May 09, 1991|By Luther Young

The Johns Hopkins University took unprecedented action yesterday to preserve old and valuable books in its Eisenhower Library by awarding a $40,000 contract for chemical treatment of deteriorating volumes printed on acid-based paper.

The library agreed to ship 4,000 books during the next year to the Texas plant of Akzo Chemicals Inc. for "mass deacidification" with a chemical vapor that neutralizes the acid and could dramatically extend the life span of the 19th-century books to as much as 500 years.

"If we don't act swiftly to stop the decay of our books, all that will remain of them is dust," said Scott Bennett, library director, who graphically illustrated the effect of acid deterioration by crumbling a yellowed, brittle page from a not-so-rare 1887 biography.

The problem has been recognized since the mid-1800s, when increasing demands for printing paper forced manufacturers to switch from the original "rag" papers made of cotton fibers to a product made of readily available wood pulp.

But pulp-processing and subsequent improvements in paper finish introduced acids. Modern printing papers have an acid content 100 times higher than that of the beautiful rag papers produced in the 1500s, which remain white and supple indefinitely in climate-controlled libraries.

At the Eisenhower Library, 90 percent of the collection's 2 million books were published on acid paper over the past 200 years, and 30 percent are already so brittle they can only be saved through laborious photocopying or microfilming, which costs $70 $100 per volume, Dr. Bennett said.

That leaves a potential 1.2 million books to be saved from further decay by deacidification with the Akzo vapor method, known as the DEZ (diethyl zinc) process. It was developed at the Library of Congress and licensed to Netherlands-based Akzo in July 1989.

"Yes, 4,000 books is a drop in the bucket, but we've got to make a start," Dr. Bennett said. "This is a research institution. These books are a part of the wealth of our nation, and they must be protected."

The majority of monthly shipments for the first year will consist of 19th-century foreign language books published in paperback, said Dr. Bennett. Printed on highly acidic paper in limited quantities, they would be the hardest to replace.

Richard Miller, director of book and document preservation for Akzo, said yesterday that the Johns Hopkins agreement

represents the first commercial contract for the Akzo process with a library anywhere in the world.

The treatment exposes up to 350 books at a time to the DEZ vapor in an enclosed chamber for 2 1/2 days. The vapor penetrates the pages, neutralizing the acids and depositing an alkaline buffer on the paper that protects it from future acid damage caused by indoor air pollution.

Diethyl zinc is an extremely volatile material that ignites spontaneously when exposed to air, and the first pilot plant for the process -- built at Goddard Space Flight Center in Greenbelt by the Northrop Corp. -- was closed down by an explosion in 1986.

But Mr.

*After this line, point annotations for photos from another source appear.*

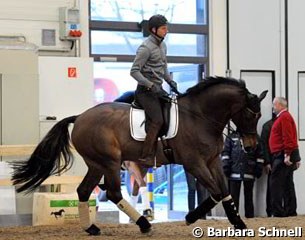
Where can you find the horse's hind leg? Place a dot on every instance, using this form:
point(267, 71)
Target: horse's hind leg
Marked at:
point(84, 191)
point(113, 186)
point(205, 177)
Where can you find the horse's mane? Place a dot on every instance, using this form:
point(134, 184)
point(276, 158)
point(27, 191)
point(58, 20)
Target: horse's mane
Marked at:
point(211, 81)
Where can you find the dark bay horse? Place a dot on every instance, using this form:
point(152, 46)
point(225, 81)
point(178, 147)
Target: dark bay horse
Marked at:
point(101, 135)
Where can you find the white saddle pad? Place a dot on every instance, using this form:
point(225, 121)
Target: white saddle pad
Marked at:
point(137, 122)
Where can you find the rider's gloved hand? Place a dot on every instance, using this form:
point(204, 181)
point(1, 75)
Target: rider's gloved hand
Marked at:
point(173, 84)
point(158, 91)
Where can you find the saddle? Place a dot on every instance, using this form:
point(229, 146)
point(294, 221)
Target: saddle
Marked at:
point(138, 121)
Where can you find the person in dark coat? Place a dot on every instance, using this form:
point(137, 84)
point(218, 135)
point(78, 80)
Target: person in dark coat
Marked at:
point(242, 166)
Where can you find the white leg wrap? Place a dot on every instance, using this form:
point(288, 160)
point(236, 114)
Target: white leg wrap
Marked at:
point(134, 200)
point(227, 198)
point(144, 195)
point(84, 216)
point(129, 210)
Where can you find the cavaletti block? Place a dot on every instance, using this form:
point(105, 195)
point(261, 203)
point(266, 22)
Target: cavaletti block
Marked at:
point(58, 208)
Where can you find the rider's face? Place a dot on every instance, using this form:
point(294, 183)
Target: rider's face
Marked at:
point(162, 31)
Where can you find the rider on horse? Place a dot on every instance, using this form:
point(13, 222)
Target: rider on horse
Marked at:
point(149, 69)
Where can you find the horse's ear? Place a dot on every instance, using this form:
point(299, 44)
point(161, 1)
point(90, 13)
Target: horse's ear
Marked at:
point(262, 95)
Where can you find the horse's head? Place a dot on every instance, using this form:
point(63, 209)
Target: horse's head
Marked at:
point(247, 118)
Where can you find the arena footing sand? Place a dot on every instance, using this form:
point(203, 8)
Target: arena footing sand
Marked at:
point(160, 231)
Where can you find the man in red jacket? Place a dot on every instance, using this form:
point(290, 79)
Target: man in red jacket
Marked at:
point(285, 159)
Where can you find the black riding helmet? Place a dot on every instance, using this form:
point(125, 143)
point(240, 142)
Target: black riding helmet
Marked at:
point(157, 21)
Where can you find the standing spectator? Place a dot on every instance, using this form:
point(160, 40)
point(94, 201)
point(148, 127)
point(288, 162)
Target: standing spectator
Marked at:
point(241, 166)
point(268, 159)
point(285, 159)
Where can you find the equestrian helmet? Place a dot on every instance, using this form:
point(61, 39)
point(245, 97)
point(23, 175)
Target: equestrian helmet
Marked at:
point(157, 21)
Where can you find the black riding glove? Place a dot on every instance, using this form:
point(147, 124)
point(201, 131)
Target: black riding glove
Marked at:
point(158, 91)
point(173, 84)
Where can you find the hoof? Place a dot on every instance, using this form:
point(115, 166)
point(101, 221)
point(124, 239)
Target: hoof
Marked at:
point(241, 225)
point(148, 214)
point(191, 218)
point(144, 225)
point(145, 230)
point(93, 230)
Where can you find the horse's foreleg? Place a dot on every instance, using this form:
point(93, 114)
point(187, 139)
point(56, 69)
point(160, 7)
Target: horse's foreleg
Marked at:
point(84, 191)
point(114, 194)
point(227, 201)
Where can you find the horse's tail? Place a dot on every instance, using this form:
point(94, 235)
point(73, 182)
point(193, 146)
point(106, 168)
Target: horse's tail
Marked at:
point(45, 160)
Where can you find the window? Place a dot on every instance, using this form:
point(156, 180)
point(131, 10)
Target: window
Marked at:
point(115, 30)
point(137, 10)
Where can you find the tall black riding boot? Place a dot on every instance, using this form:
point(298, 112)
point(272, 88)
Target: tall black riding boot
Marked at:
point(149, 145)
point(233, 215)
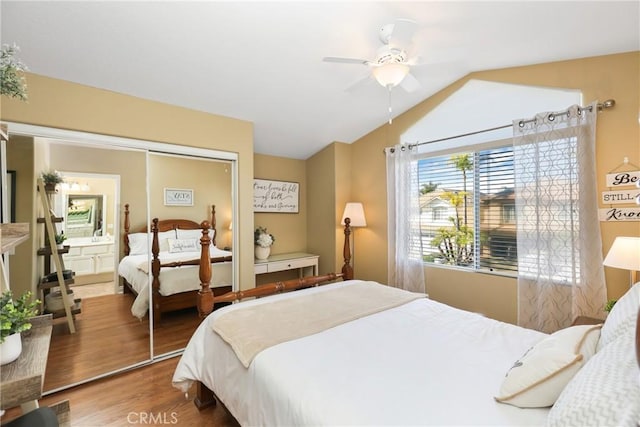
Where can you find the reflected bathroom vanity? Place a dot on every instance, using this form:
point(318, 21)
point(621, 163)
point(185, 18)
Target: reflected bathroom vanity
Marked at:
point(102, 174)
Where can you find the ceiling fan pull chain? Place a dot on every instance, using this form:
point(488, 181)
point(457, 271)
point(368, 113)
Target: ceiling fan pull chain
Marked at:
point(390, 111)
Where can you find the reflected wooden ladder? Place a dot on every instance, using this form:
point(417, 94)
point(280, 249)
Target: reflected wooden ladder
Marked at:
point(49, 216)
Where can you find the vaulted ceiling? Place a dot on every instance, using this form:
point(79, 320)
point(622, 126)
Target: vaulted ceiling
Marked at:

Miller said Akzo has safely treated 15,000 books in 50 separate runs with the DEZ process. He's also confident the company can correct the vapor's tendency to dissolve binding glues used in paperback books, such as Hopkins' foreign language volumes.

Akzo's plant near Houston has the capacity to treat 40,000 books a year, with room for expansion to 140,000 books a year. If business warrants it, Akzo envisions five regional plants in the United States, including one on the East Coast, Mr. Miller said.

The 4,000 books Hopkins will ship the first year represents about 10 percent of the library's annual book acquisitions.

Mr. Miller said the $11 per volume that Hopkins will pay for treatment and shipping costs could drop to $6 to $10 per volume if Akzo can operate "on a full commercial scale of 500,000 books a year."

There also appears to be a potential cap on the acid deterioration problem, as more and more new volumes are printed on acid-free paper.

"Optimistically, by the turn of the century, we'll be seeing light ahead," Dr. Bennett said. "In the meantime, we're running as fast as we can just to keep up with our losses, but we're probably not running fast enough."